I felt disappointed too, but I wanted Laura happy again. “Let’s go exploring.” She nodded again and hooked her camera strap across her body as we set off toward the Palace of “Born to Run” fame. An exceptionally seedy-looking motel stood on the corner of Kingsley and 2nd Avenue. Laura stopped and stared at it. I turned and looked at her while she worked out whatever she was thinking. Finally, a huge smile spread across her face. I turned and looked where she was looking. A battered sign read “The Flamingo Motel.”

“Do you see it?” Laura asked. I looked more carefully. It looked like the sign had fluorescent lights along the looping words once, but if they had been there, they were long gone now. Pink, fluorescent lights, I would assume, to go with the Flamingo part. She watched me expectantly, but I shrugged. I didn’t know what she wanted me to see.

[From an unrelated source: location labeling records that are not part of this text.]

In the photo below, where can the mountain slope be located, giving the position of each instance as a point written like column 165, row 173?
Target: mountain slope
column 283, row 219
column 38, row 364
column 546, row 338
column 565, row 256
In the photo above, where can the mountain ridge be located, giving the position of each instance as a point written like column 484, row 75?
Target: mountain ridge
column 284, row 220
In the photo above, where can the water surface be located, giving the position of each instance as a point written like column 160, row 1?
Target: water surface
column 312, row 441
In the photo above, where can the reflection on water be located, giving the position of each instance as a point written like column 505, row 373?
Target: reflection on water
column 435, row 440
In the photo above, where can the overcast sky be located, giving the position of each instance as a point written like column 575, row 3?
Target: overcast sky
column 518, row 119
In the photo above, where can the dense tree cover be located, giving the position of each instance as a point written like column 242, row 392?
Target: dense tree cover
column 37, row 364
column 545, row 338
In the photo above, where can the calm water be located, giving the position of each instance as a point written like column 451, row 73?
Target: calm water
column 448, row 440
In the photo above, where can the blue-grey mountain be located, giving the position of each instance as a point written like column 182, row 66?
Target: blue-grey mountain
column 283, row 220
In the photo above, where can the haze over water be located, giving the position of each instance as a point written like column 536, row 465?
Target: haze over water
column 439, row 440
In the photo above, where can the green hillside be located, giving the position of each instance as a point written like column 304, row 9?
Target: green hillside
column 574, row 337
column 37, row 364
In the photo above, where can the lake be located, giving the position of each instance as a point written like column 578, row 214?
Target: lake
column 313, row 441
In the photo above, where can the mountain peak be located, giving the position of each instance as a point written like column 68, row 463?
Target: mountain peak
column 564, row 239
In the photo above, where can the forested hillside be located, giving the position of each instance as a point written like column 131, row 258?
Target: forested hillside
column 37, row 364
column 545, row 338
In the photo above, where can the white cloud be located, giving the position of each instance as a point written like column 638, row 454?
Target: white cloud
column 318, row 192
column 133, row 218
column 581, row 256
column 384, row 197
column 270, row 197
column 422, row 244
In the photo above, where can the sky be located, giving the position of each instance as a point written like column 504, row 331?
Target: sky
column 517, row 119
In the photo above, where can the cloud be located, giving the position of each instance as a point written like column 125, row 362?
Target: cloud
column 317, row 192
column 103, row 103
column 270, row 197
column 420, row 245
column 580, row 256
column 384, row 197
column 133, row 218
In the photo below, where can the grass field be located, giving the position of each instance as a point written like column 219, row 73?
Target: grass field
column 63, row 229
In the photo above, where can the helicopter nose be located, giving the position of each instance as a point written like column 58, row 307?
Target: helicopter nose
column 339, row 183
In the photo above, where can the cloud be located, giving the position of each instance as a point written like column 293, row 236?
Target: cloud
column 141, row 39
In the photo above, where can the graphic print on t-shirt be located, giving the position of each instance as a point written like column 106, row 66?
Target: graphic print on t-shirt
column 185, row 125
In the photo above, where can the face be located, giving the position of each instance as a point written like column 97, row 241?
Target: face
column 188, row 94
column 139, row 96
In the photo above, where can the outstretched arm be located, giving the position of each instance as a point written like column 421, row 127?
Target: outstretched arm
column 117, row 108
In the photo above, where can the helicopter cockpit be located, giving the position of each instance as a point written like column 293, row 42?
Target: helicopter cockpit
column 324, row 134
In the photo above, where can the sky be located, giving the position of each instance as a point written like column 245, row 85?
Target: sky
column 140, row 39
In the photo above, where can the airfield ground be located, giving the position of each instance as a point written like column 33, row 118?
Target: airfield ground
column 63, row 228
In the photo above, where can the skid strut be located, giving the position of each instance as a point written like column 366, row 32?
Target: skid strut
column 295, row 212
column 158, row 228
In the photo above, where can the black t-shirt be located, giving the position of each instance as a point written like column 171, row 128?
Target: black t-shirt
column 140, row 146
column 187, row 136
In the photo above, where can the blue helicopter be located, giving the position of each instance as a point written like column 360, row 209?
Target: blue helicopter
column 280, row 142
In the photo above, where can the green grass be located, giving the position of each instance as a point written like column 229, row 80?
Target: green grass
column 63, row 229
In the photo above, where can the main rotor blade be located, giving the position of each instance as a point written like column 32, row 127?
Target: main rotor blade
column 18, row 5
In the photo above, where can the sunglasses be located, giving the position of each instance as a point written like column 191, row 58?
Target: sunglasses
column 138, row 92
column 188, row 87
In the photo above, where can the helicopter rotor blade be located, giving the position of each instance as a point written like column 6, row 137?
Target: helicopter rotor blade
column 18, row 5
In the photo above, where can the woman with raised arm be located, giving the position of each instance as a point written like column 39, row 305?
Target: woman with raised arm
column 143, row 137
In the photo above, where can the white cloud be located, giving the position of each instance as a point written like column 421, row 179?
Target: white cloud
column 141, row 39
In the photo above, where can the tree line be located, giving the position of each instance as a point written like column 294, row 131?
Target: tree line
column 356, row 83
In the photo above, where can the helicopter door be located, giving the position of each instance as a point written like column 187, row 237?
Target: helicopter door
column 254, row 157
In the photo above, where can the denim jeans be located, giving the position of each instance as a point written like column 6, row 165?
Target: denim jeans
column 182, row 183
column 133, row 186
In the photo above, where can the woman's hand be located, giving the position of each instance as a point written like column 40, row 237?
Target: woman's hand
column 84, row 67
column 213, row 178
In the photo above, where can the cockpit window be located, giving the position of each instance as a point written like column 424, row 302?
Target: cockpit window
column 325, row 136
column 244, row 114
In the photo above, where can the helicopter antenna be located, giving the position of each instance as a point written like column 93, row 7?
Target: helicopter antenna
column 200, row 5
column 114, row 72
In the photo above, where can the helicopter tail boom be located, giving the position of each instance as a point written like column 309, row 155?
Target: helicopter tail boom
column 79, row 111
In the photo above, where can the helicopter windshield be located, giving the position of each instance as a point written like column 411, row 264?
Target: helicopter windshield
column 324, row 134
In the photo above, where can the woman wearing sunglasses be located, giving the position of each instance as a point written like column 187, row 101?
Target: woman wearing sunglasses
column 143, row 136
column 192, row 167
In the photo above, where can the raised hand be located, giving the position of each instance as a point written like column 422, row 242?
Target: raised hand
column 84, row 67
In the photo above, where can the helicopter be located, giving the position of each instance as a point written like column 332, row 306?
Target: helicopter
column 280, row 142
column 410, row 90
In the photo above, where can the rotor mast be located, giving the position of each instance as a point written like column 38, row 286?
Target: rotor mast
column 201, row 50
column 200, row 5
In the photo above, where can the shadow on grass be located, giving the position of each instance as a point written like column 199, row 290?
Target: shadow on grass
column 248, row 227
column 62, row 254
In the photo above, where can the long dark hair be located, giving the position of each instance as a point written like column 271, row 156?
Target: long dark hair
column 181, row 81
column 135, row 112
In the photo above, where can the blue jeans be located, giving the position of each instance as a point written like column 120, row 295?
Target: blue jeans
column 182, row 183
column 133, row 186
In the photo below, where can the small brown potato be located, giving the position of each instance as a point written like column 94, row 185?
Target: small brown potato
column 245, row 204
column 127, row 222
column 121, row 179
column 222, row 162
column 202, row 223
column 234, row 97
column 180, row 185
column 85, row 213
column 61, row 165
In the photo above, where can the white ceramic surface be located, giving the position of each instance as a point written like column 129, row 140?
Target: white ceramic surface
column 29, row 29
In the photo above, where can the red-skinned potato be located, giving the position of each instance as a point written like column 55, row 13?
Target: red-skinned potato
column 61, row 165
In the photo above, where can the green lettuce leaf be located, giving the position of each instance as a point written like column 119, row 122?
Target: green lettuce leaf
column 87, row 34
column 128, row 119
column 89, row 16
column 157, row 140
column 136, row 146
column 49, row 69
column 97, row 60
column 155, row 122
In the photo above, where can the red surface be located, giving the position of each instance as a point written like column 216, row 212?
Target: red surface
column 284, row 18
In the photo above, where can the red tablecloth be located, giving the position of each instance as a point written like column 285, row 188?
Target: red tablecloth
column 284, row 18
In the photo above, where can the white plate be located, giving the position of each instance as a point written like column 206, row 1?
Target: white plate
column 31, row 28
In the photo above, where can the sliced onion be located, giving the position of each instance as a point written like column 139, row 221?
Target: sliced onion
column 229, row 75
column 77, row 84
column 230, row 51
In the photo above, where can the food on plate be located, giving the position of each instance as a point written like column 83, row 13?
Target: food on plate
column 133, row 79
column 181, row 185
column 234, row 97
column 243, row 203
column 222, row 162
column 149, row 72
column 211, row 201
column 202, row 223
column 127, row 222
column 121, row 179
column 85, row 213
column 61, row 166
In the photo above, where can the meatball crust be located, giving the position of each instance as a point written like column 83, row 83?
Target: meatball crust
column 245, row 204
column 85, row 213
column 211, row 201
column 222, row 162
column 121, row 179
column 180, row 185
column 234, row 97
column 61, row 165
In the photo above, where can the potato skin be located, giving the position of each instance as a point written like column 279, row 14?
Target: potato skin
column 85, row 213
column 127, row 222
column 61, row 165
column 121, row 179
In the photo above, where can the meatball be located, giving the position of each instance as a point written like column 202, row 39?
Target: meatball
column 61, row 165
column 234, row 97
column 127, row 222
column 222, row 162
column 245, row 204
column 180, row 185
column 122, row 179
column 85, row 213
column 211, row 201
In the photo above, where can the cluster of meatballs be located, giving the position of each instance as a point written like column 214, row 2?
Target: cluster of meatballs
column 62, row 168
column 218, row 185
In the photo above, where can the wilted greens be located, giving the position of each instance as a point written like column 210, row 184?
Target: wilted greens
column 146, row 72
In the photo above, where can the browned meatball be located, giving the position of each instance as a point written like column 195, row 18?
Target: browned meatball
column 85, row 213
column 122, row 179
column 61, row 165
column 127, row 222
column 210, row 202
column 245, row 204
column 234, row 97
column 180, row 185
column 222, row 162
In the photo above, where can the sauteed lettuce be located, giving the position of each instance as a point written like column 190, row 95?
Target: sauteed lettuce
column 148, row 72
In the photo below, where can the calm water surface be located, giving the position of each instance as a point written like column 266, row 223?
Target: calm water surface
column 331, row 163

“What if I said ‘Flamingo Lane’?” she asked, hinting. Flamingo Lane? A line from “Jungleland.” Off Born to Run. The two lovers “take a stab at romance” and vanish “down Flamingo Lane.”

“Oh!” I said as I realized what she was getting at. Flamingo Lane wasn’t a street. Disappearing there meant getting a room at this motel. It was one of the many things that both of us loved about Bruce. His songs were poetry. If you didn’t look deeper, Flamingo Lane could be a street somewhere. If you did, the story became a love affair, with the sax solo acting as the un-vocalized verse that represents the culmination of that passion in this little dive motel. But it doesn’t matter that it’s a dump, because to them, it’s beautiful; it’s not a motel anymore, it’s a whole world that they can disappear into.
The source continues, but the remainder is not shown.